While travel in southern Maine did not return to pre-pandemic levels, several destinations further north saw increased traffic compared to both 2019 and 2020. The number of cars traversing the Thompson Island Bridge, which crosses from Trenton to Mount Desert Island and the tourist destinations of Acadia National Park and Bar Harbor, was up 3.2 percent compared to 2019, according to state data. The rise comes on the heels of the national park’s busiest winter ever.
But the place that saw the greatest proportional increase among any of the spots where Maine DOT measures was along Route 6 in the Penobscot County town of Springfield, where the number of vehicles crossing was up 12 percent compared to 2019. Count sites on state highways in Dexter, New Portland and Ashland also saw more cars this year.

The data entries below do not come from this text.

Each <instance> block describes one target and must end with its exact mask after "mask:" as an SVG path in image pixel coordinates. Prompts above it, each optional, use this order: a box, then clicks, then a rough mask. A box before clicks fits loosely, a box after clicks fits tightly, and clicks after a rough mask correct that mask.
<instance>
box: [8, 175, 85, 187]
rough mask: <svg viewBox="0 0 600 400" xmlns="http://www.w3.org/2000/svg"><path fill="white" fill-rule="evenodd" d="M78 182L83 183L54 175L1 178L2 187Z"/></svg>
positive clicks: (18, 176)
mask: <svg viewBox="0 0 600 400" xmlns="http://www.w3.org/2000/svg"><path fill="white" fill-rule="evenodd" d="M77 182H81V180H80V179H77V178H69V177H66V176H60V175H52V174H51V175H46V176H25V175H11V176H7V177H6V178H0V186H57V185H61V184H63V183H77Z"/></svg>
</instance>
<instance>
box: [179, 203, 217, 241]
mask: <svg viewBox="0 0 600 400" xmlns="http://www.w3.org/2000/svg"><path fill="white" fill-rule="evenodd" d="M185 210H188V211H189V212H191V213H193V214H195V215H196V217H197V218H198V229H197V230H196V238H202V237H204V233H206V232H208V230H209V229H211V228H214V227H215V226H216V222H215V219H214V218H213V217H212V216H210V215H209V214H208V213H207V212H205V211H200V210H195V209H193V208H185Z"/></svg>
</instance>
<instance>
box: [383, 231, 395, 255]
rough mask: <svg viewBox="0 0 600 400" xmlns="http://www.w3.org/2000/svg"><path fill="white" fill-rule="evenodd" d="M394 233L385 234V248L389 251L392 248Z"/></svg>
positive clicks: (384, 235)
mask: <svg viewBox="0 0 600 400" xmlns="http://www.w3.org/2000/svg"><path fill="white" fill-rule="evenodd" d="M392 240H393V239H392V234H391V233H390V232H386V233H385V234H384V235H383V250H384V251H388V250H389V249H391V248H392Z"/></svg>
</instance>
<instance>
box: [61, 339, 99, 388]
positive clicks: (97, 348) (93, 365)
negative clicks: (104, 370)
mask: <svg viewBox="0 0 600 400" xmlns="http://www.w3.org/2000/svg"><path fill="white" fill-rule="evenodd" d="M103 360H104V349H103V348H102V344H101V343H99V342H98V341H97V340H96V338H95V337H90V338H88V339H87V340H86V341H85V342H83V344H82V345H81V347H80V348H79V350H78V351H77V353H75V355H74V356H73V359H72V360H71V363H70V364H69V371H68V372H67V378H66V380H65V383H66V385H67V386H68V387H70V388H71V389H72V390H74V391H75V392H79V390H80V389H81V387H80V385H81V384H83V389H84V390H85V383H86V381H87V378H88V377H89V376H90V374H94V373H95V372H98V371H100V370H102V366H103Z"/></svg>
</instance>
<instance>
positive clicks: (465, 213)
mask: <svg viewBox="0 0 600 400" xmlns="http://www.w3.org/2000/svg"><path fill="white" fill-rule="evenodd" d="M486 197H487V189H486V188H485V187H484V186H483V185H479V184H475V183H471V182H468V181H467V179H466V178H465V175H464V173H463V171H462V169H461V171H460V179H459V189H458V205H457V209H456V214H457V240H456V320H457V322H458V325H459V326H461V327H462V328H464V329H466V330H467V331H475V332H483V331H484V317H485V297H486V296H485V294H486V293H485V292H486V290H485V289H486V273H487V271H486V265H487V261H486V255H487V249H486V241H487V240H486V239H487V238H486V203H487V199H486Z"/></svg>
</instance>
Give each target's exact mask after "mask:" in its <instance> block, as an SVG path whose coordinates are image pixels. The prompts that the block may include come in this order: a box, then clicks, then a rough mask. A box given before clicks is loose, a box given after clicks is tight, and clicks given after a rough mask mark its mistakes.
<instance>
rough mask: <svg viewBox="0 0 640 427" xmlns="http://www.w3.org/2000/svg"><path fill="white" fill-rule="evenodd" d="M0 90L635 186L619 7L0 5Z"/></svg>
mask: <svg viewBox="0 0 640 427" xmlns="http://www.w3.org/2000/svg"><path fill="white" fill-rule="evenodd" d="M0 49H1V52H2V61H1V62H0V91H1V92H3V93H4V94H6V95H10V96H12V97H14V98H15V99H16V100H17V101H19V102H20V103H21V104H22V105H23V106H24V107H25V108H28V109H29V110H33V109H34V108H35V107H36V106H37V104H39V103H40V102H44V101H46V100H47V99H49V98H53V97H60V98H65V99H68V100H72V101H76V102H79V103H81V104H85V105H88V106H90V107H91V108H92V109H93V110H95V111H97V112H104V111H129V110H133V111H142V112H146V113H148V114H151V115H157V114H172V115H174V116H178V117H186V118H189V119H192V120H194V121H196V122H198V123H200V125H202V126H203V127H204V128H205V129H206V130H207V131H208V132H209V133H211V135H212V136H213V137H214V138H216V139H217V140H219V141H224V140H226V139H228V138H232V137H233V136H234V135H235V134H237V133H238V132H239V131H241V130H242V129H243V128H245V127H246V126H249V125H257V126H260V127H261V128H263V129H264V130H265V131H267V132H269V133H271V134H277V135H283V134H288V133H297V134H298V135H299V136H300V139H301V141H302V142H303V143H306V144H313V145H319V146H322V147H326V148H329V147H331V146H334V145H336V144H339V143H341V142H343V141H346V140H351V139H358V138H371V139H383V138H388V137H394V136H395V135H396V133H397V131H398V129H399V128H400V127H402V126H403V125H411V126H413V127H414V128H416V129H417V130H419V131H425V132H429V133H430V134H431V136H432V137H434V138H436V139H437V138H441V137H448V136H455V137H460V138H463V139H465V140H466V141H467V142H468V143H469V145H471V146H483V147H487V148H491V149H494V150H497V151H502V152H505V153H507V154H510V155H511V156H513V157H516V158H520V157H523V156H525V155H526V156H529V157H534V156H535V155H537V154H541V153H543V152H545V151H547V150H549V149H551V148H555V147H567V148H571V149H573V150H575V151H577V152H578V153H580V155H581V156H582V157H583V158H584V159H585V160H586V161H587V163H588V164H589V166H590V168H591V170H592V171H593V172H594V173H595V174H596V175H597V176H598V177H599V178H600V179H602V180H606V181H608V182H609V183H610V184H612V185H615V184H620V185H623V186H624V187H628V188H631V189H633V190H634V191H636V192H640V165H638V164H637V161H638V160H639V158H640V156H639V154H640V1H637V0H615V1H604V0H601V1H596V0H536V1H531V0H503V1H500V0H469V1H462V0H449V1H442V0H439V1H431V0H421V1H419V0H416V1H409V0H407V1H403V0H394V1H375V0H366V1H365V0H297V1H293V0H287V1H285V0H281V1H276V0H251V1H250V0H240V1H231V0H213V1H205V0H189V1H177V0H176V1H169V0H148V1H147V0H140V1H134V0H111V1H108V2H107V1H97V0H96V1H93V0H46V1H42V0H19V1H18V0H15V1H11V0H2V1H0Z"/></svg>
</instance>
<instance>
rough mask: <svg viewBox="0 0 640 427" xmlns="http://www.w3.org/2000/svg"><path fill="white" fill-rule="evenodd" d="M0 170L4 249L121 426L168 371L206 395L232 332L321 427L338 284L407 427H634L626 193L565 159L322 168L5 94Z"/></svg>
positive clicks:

The increases fit with a pattern of growing tourism in the highlands of Penobscot and Piscataquis counties, said Kerrie Tripp, executive director of the Greater Bangor Convention and Visitors Bureau.
She noted that some remote destinations had seen an increase in visitors between 2019 and 2020 — even as overall tourist visits declined substantially in Maine — as more Mainers vacationed within the state. Many of those tourists were returning for another visit this summer, she said, along with visitors from other states who may feel safer vacationing in rural areas.
The high travel numbers over Memorial Day weekend still portend a busy summer. Finding a reservation in the highlands is more difficult than 2019 or 2020, Tripp said, with some properties already sold out completely. While the lack of Canadian visitors also took a toll in rural areas, Tripp said destinations were also seeing increased tourism from domestic travelers who opted to visit Maine rather than travel internationally.
“Although we haven’t totally made up for the loss of the Canadian visitors, we’re definitely doing pretty well with a lot of those first-time visitors that are coming to the state of Maine,” she said. “So, there’s a little bit of balance.”